Centralized dependency management

We manage all our shared project dependencies in Idofront. It also includes Kotlin version, Minecraft server version, and versions for other gradle plugins. This lets us quickly update our plugins just by changing the Idofront version in gradle.properties.

Updating versions

To update versions everywhere, or add a new dependency that may be useful to other plugins, change the libs.versions.toml file in Idofront.

To add the dependency to our shared platform, also add it in idofront-catalog-shaded. We don't include all dependencies automatically since some are meant to be shaded into each plugin, or have separate api and implementation dependencies.

Note

Certain plugins shade their own dependencies (ex. guiy adds jetpack compose), but we generally discourage this unless a plugin will likely be used outside of Mine in Abyss.
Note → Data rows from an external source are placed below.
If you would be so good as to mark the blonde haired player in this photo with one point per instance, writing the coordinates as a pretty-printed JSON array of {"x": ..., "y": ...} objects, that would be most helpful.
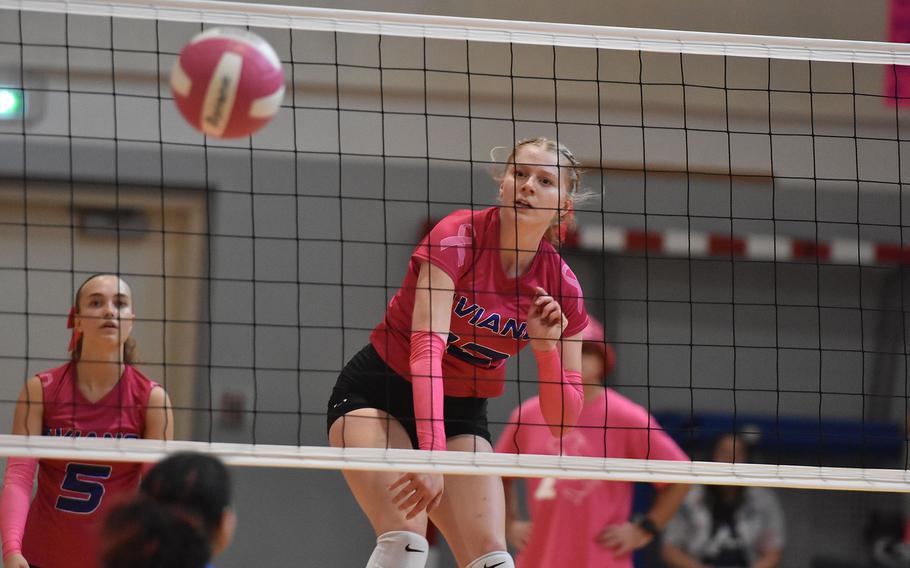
[
  {"x": 98, "y": 393},
  {"x": 480, "y": 286}
]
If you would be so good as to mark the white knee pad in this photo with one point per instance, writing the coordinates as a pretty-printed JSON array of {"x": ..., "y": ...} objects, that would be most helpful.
[
  {"x": 498, "y": 559},
  {"x": 399, "y": 549}
]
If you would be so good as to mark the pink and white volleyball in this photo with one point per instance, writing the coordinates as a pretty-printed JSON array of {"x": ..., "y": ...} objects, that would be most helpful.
[{"x": 227, "y": 83}]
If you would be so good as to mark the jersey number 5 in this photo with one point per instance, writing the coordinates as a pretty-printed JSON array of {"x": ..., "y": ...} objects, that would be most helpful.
[{"x": 86, "y": 480}]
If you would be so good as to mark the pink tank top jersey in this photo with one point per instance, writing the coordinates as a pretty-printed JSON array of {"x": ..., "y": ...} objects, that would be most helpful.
[
  {"x": 489, "y": 310},
  {"x": 73, "y": 495}
]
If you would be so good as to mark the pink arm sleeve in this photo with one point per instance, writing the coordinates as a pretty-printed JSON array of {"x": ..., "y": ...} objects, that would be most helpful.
[
  {"x": 17, "y": 497},
  {"x": 561, "y": 393},
  {"x": 427, "y": 349}
]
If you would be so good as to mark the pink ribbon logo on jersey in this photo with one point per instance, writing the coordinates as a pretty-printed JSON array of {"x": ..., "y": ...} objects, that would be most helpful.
[{"x": 460, "y": 241}]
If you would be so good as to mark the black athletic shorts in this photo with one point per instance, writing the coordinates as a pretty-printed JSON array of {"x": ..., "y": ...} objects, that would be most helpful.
[{"x": 367, "y": 382}]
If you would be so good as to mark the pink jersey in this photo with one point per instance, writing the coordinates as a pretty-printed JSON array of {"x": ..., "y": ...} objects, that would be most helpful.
[
  {"x": 73, "y": 495},
  {"x": 567, "y": 515},
  {"x": 489, "y": 310}
]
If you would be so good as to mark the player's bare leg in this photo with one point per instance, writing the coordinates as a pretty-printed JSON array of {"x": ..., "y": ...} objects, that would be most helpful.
[{"x": 472, "y": 514}]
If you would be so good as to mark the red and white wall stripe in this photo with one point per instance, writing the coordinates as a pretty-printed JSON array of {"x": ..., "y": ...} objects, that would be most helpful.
[{"x": 677, "y": 243}]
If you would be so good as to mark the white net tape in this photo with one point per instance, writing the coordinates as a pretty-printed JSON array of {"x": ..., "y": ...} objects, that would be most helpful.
[{"x": 560, "y": 35}]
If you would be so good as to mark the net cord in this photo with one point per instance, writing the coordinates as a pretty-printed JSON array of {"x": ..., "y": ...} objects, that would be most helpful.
[
  {"x": 466, "y": 463},
  {"x": 484, "y": 30}
]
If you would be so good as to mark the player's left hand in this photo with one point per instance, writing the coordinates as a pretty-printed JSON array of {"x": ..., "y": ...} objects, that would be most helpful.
[
  {"x": 417, "y": 492},
  {"x": 624, "y": 538},
  {"x": 546, "y": 321}
]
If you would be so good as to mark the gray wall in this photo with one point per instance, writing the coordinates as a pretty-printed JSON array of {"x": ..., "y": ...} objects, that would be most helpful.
[{"x": 333, "y": 232}]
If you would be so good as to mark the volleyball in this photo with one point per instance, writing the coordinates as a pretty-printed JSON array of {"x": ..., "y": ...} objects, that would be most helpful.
[{"x": 227, "y": 83}]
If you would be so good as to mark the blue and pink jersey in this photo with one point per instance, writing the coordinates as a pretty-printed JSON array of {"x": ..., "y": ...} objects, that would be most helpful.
[
  {"x": 567, "y": 515},
  {"x": 73, "y": 495},
  {"x": 489, "y": 310}
]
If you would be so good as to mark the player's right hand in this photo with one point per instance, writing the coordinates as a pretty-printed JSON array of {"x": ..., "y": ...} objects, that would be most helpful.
[
  {"x": 518, "y": 533},
  {"x": 15, "y": 561},
  {"x": 417, "y": 492}
]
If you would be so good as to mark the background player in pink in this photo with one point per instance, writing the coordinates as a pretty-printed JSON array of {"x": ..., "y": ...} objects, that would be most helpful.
[
  {"x": 480, "y": 286},
  {"x": 98, "y": 393},
  {"x": 584, "y": 522}
]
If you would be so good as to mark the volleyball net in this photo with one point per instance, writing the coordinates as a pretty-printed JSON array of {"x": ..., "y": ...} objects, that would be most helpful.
[{"x": 745, "y": 250}]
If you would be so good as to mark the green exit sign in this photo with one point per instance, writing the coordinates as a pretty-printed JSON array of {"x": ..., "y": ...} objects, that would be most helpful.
[{"x": 12, "y": 103}]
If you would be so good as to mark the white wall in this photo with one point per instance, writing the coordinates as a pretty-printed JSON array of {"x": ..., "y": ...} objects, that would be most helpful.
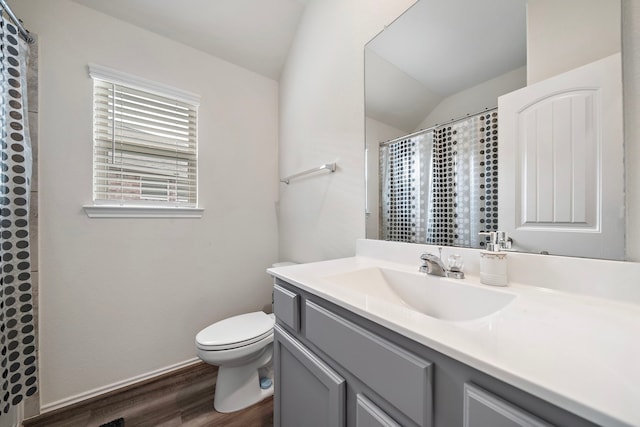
[
  {"x": 631, "y": 79},
  {"x": 556, "y": 44},
  {"x": 120, "y": 298},
  {"x": 322, "y": 120},
  {"x": 475, "y": 99}
]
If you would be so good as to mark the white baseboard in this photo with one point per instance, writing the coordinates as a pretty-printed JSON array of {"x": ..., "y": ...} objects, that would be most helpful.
[{"x": 48, "y": 407}]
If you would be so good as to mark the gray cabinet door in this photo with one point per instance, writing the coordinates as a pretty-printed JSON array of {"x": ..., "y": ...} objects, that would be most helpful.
[
  {"x": 369, "y": 415},
  {"x": 307, "y": 392},
  {"x": 483, "y": 409}
]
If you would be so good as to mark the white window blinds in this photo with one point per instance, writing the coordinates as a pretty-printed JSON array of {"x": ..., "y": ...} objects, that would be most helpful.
[{"x": 144, "y": 147}]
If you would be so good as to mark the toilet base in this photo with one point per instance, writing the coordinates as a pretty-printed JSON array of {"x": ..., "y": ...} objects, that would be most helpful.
[{"x": 238, "y": 387}]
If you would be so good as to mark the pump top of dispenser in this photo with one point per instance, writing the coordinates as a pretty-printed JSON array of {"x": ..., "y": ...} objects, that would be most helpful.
[{"x": 498, "y": 241}]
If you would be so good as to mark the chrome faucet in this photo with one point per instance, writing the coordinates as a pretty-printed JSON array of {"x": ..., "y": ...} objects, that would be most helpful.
[{"x": 432, "y": 264}]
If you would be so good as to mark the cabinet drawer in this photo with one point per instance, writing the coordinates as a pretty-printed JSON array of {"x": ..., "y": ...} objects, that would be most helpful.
[
  {"x": 286, "y": 306},
  {"x": 307, "y": 391},
  {"x": 402, "y": 379},
  {"x": 482, "y": 408},
  {"x": 369, "y": 415}
]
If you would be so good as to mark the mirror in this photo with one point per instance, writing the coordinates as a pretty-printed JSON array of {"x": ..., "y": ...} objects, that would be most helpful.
[{"x": 442, "y": 61}]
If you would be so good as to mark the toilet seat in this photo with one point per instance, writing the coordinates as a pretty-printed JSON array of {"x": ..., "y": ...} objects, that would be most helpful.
[{"x": 236, "y": 331}]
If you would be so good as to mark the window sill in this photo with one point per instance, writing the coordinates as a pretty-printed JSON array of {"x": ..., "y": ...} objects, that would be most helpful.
[{"x": 98, "y": 211}]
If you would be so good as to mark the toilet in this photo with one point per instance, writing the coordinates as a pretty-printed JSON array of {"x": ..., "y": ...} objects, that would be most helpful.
[{"x": 242, "y": 347}]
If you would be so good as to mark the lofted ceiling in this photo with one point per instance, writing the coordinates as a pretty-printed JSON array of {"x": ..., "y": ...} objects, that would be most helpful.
[{"x": 254, "y": 34}]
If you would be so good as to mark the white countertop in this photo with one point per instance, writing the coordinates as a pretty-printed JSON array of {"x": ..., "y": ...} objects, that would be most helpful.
[{"x": 581, "y": 353}]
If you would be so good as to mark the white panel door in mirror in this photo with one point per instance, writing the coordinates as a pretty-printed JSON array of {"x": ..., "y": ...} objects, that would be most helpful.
[{"x": 561, "y": 163}]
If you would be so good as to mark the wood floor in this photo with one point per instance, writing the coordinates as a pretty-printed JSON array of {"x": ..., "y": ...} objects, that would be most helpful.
[{"x": 183, "y": 398}]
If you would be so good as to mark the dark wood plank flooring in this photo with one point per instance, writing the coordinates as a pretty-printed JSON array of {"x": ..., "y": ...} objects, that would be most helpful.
[{"x": 181, "y": 398}]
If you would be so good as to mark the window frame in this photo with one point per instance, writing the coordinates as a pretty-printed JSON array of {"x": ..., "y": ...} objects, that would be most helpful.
[{"x": 107, "y": 208}]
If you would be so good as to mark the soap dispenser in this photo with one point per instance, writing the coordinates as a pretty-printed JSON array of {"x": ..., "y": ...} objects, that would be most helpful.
[{"x": 493, "y": 261}]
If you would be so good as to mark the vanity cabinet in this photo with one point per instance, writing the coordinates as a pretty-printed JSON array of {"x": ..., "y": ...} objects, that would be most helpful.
[{"x": 335, "y": 368}]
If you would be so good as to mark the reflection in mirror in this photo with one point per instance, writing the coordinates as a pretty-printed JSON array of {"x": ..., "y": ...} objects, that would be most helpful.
[{"x": 433, "y": 79}]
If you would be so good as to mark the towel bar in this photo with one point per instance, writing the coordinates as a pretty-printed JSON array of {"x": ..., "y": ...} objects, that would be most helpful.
[{"x": 327, "y": 166}]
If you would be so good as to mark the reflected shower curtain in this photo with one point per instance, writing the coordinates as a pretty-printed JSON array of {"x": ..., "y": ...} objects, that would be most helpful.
[
  {"x": 17, "y": 334},
  {"x": 405, "y": 173},
  {"x": 447, "y": 193}
]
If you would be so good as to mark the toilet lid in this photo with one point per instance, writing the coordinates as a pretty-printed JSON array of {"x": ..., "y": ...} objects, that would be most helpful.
[{"x": 235, "y": 331}]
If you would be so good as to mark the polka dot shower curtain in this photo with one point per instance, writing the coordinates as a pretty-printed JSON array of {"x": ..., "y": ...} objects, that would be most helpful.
[
  {"x": 465, "y": 186},
  {"x": 405, "y": 174},
  {"x": 17, "y": 334},
  {"x": 440, "y": 186}
]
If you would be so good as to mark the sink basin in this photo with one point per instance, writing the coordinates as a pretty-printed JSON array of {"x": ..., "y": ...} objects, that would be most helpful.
[{"x": 431, "y": 295}]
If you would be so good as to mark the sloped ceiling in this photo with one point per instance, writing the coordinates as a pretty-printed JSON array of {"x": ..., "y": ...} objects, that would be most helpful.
[{"x": 254, "y": 34}]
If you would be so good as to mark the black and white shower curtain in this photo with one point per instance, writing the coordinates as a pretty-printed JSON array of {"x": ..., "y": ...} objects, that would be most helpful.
[
  {"x": 405, "y": 171},
  {"x": 441, "y": 186},
  {"x": 17, "y": 334}
]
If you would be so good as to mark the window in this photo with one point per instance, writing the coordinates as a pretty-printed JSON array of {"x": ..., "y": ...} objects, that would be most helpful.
[{"x": 144, "y": 148}]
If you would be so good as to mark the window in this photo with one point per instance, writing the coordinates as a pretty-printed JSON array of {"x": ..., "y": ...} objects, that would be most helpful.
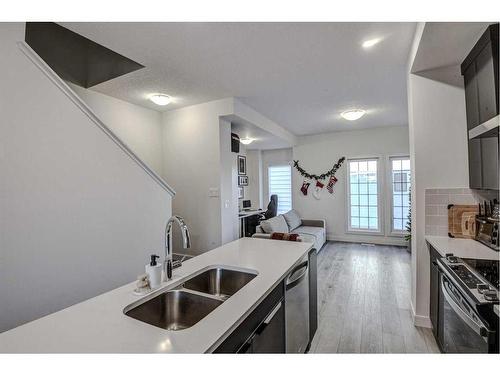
[
  {"x": 363, "y": 195},
  {"x": 280, "y": 183},
  {"x": 400, "y": 191}
]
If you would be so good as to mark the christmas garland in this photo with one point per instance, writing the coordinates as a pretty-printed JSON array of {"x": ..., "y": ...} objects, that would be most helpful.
[{"x": 322, "y": 176}]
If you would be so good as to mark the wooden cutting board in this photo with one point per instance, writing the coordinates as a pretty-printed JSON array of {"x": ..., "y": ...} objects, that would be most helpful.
[{"x": 462, "y": 220}]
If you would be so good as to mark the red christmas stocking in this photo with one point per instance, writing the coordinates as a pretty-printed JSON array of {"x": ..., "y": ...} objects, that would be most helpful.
[
  {"x": 305, "y": 186},
  {"x": 333, "y": 180},
  {"x": 317, "y": 190}
]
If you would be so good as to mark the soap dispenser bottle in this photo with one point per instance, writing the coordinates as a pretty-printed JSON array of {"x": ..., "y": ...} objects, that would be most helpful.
[{"x": 153, "y": 270}]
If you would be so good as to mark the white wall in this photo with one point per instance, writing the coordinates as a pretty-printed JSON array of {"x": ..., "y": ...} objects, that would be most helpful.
[
  {"x": 317, "y": 154},
  {"x": 138, "y": 127},
  {"x": 78, "y": 217},
  {"x": 438, "y": 126},
  {"x": 192, "y": 164},
  {"x": 228, "y": 185}
]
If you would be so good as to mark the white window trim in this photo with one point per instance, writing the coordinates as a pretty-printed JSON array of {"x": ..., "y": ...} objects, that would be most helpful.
[
  {"x": 380, "y": 198},
  {"x": 278, "y": 164},
  {"x": 389, "y": 229}
]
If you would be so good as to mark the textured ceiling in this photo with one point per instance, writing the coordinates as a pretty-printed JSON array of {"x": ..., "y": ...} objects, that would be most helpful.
[{"x": 300, "y": 75}]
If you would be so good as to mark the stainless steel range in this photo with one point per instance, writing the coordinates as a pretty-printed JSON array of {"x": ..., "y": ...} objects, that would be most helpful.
[{"x": 467, "y": 295}]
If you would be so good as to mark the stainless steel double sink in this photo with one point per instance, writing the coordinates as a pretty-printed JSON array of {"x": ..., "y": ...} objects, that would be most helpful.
[{"x": 182, "y": 306}]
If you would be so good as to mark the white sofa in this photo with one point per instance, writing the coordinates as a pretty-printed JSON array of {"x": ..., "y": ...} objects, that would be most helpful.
[{"x": 290, "y": 222}]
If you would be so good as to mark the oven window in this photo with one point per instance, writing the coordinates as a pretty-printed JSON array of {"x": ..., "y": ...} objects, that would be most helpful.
[{"x": 458, "y": 334}]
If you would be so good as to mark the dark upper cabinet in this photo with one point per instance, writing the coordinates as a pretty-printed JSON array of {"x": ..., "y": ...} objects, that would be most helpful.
[
  {"x": 486, "y": 82},
  {"x": 480, "y": 72},
  {"x": 471, "y": 97}
]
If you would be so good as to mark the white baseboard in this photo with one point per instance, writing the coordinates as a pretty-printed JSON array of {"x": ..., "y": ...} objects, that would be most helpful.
[
  {"x": 378, "y": 240},
  {"x": 420, "y": 320}
]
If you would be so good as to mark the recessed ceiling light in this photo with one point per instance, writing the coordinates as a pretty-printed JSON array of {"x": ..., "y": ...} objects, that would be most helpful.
[
  {"x": 160, "y": 99},
  {"x": 371, "y": 42},
  {"x": 353, "y": 114},
  {"x": 246, "y": 141}
]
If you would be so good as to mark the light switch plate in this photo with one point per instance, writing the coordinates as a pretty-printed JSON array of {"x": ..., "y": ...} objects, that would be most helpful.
[{"x": 213, "y": 192}]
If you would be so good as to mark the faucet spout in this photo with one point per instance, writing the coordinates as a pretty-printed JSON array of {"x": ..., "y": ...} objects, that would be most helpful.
[{"x": 186, "y": 243}]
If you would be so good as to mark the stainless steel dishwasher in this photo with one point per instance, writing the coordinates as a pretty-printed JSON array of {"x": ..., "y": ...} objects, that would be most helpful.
[{"x": 297, "y": 308}]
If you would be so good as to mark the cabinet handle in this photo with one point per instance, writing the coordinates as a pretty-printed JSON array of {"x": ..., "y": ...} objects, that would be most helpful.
[{"x": 273, "y": 313}]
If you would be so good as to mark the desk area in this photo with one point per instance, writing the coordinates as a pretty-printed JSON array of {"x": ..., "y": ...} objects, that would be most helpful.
[{"x": 243, "y": 215}]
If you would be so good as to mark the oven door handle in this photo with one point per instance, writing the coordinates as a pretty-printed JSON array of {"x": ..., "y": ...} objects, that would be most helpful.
[{"x": 481, "y": 330}]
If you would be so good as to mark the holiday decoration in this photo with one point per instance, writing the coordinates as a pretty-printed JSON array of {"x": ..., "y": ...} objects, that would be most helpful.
[
  {"x": 333, "y": 180},
  {"x": 305, "y": 186},
  {"x": 322, "y": 176},
  {"x": 317, "y": 190}
]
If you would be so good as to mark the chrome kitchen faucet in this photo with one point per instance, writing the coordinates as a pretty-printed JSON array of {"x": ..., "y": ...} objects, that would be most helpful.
[{"x": 186, "y": 243}]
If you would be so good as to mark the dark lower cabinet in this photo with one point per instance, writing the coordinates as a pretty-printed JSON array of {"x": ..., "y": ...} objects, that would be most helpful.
[
  {"x": 434, "y": 294},
  {"x": 269, "y": 337},
  {"x": 263, "y": 331}
]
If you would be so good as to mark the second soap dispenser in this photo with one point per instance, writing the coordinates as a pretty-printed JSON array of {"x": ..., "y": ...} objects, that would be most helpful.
[{"x": 153, "y": 270}]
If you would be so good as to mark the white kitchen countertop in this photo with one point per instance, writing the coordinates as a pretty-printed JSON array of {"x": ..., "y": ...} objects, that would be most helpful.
[
  {"x": 462, "y": 248},
  {"x": 99, "y": 325}
]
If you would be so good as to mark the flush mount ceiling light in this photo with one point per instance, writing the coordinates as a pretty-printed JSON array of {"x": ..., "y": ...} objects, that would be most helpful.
[
  {"x": 160, "y": 99},
  {"x": 370, "y": 42},
  {"x": 246, "y": 141},
  {"x": 353, "y": 114}
]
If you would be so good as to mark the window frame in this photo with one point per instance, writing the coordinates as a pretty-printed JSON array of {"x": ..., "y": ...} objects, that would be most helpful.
[
  {"x": 380, "y": 197},
  {"x": 391, "y": 232},
  {"x": 273, "y": 165}
]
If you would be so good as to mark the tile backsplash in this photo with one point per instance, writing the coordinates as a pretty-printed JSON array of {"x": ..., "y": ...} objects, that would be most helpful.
[{"x": 437, "y": 201}]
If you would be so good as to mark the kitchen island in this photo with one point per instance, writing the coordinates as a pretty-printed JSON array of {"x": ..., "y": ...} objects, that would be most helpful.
[{"x": 99, "y": 324}]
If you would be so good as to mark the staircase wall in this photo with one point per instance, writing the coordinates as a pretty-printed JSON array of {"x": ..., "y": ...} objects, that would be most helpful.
[{"x": 78, "y": 214}]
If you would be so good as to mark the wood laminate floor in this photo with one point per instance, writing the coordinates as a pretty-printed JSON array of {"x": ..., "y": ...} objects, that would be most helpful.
[{"x": 364, "y": 302}]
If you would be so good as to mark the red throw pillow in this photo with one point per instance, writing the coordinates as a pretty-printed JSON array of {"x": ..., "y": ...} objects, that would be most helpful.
[{"x": 285, "y": 236}]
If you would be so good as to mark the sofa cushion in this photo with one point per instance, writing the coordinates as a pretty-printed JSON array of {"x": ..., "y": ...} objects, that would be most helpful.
[
  {"x": 316, "y": 235},
  {"x": 274, "y": 224},
  {"x": 286, "y": 236},
  {"x": 292, "y": 219}
]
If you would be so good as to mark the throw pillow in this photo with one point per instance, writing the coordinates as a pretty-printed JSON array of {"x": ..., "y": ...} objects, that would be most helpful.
[{"x": 292, "y": 219}]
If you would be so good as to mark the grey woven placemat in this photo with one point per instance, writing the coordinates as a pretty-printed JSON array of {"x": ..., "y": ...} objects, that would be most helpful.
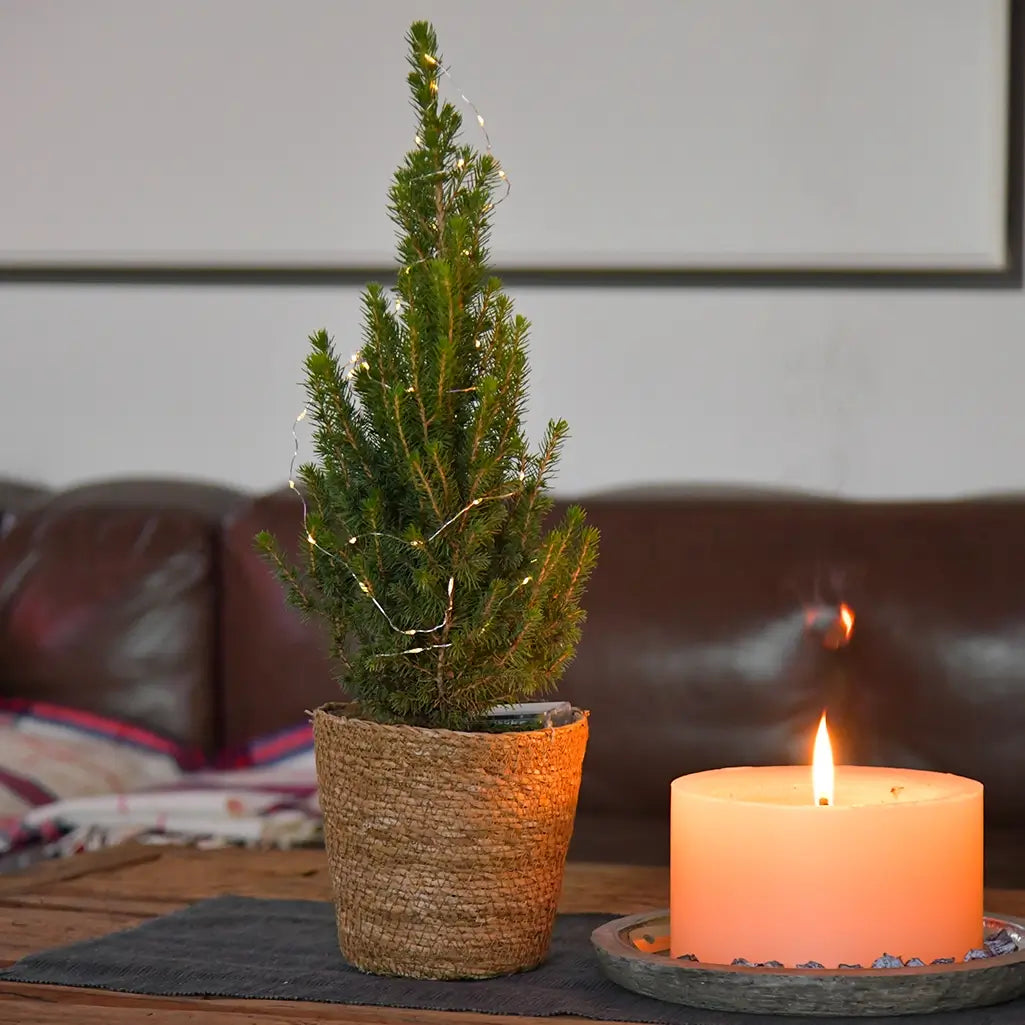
[{"x": 286, "y": 949}]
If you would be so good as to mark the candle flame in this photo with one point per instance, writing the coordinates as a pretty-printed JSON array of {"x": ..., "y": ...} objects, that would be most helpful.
[
  {"x": 847, "y": 620},
  {"x": 822, "y": 768}
]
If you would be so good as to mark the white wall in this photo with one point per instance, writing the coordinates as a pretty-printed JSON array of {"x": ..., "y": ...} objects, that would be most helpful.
[
  {"x": 711, "y": 132},
  {"x": 858, "y": 393}
]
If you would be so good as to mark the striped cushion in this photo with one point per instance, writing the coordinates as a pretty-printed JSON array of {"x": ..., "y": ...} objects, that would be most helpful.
[{"x": 50, "y": 752}]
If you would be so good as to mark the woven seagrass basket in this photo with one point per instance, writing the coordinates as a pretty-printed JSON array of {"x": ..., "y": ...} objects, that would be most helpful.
[{"x": 445, "y": 850}]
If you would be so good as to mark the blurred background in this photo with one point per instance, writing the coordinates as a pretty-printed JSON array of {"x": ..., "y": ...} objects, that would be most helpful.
[{"x": 772, "y": 243}]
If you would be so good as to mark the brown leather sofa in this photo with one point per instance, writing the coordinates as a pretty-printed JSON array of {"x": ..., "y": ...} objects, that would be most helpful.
[{"x": 713, "y": 636}]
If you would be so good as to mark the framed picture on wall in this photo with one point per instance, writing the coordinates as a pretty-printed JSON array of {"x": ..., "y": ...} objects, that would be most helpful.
[{"x": 861, "y": 137}]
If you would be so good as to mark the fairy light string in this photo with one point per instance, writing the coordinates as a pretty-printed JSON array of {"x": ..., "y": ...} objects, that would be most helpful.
[
  {"x": 415, "y": 543},
  {"x": 357, "y": 364}
]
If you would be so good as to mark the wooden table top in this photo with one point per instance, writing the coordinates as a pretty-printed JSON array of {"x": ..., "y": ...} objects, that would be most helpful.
[{"x": 60, "y": 902}]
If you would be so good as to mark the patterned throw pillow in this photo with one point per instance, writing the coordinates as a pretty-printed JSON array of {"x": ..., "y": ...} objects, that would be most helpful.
[{"x": 50, "y": 752}]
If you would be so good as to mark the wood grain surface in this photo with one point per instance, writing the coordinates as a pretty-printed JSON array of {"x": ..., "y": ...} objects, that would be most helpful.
[{"x": 101, "y": 892}]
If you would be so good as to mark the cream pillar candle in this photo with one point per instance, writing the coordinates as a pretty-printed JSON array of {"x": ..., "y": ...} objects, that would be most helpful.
[{"x": 762, "y": 870}]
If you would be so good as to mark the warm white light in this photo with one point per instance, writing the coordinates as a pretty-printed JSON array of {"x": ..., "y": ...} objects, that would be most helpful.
[
  {"x": 847, "y": 619},
  {"x": 822, "y": 767}
]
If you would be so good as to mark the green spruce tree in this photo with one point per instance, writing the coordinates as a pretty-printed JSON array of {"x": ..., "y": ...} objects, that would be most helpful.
[{"x": 427, "y": 554}]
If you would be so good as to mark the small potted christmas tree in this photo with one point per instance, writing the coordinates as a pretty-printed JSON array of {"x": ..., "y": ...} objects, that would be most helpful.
[{"x": 445, "y": 595}]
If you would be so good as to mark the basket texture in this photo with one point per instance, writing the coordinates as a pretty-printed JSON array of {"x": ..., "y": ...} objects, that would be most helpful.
[{"x": 445, "y": 850}]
Finding all outdated dependencies in Idofront

Run gradle dependencyUpdates to get a list of outdated dependencies (this task comes from a gradle plugin we use in Idofront.)

Update blockers

Compose Multiplatform is usually the biggest blocker for updating Kotlin version. You may mitigate this by changing the compiler version used by compose, but this can be buggy and generally it's better to wait for it to update.

Update frequency

We've had many problems in the past with updating too much too fast. Aim for quarterly breaking version changes (this goes for both external and internal dependencies.) This practice should minimize how often we need to go through every repo and make changes to get some new feature live on the server.